Sobre Johnson, James Boswell – que havia sido uma espécie de discípulo dele – escreveu aquela que é considerada até hoje a melhor de todas as biografias em língua inglesa: A Vida de Samuel Johnson (Life of Samuel Johnson, no original) mudou a forma de falar sobre a história de uma personalidade, tanto pela forma como pelo conteúdo.
A respeito da frase em questão, Boswell comentou que seu autor não havia se referido ao “amor real e generoso” pela pátria, mas a um “pretenso patriotismo que tantos, em todas as épocas e países, têm usado como um manto para os próprios interesses”.
Algo importante, portanto, é dizer que Johnson não tinha uma visão negativa do patriotismo, mas do que alguns faziam dele para nele se esconder ou dele se locupletar. Boswell, em seu trabalho de registro do, vamos dizer assim, Samuel Johnson “histórico”, buscou ressaltar que a frase não é negativa ao conceito de patriotismo; apenas o apresenta como algo que pode ser facilmente manipulado por qualquer pessoa, independentemente do caráter. Ou seja, alguém que se coloque como “patriota”, mesmo sendo um canalha, teria boa chance de ser bem-sucedido em seus intentos.
Boswell, porém, abre a frase de Johnson para uma camada mais complexa, em relação à canalhice: é que indivíduos sórdidos, quando confrontados, poderiam demonstrar um devotamento patriótico falso a fim de explorar esse sentimento alheio e, então, prosseguir avançando em seus interesses e ganhando, ao mesmo tempo, a salvaguarda de boa parte de um público mais afeito a esse sentimento.
Avançando na etimologia do termo, “patriotismo” tem suas origens no latim “patriota”, por sua vez derivado do grego πατριώτης (patriōtēs) – “patriótis”, significando “do mesmo país”. O radical “patris” quer dizer “terra natal” ou “terra paterna”. Por muito tempo na história, amor à pátria foi considerado somente o apego ao solo. Isso mudou no século 18 – quando viveu Samuel Johnson –, passando a assimilar noções de tradição, costumes e orgulho da própria história.
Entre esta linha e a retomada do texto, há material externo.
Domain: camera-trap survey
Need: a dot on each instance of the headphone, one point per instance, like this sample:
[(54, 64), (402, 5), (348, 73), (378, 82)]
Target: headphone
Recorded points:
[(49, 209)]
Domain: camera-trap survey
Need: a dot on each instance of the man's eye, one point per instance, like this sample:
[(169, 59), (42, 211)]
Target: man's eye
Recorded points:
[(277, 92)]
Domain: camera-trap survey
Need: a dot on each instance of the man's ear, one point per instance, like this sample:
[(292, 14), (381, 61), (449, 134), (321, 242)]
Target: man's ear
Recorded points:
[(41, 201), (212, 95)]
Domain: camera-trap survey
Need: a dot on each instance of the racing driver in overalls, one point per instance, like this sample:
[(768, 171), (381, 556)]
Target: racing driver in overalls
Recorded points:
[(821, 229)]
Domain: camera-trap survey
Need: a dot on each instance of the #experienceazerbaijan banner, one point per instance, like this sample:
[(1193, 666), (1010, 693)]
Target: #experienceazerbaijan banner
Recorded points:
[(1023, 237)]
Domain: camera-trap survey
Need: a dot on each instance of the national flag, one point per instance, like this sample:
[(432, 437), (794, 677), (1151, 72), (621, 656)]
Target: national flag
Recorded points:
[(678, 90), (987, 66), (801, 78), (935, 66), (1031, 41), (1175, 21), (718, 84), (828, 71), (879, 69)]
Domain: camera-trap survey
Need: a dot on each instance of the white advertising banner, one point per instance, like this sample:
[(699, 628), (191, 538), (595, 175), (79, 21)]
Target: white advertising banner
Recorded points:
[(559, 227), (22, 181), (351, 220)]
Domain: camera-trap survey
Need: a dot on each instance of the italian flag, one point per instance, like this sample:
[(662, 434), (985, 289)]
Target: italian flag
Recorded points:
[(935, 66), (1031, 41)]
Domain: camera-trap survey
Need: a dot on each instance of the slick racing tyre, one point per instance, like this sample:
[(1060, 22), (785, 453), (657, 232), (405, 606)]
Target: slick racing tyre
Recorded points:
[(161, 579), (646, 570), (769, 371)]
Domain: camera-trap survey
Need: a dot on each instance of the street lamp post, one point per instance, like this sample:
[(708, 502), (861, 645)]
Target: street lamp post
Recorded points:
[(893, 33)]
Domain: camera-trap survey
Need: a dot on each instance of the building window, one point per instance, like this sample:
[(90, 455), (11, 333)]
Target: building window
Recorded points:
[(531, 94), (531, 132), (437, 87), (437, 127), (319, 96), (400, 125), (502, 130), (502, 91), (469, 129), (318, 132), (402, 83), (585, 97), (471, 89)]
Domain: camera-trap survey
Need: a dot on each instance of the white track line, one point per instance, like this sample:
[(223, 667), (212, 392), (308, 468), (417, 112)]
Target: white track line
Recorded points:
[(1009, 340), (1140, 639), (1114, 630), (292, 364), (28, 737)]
O primeiro a querer grudar em si o conceito de patriota foi o então candidato Fernando Collor, em 1989
Jair Bolsonaro (PL), nem seria preciso dizer, se elegeu abusando das cores da bandeira e do slogan “Brasil acima de tudo”. Aos mais novos ou mais incautos, é preciso dizer, no entanto, que a estética não surgiu com ele: no Brasil contemporâneo da redemocratização, o primeiro a querer grudar em si o conceito de patriota foi o então candidato Fernando Collor, em 1989, principalmente quando ficou claro que seu opositor no segundo turno das eleições daquele ano seria alguém da centro-esquerda – Luiz Inácio Lula da Silva (PT) levou a vaga sobre Leonel Brizola (PDT) por uma diferença muito pequena.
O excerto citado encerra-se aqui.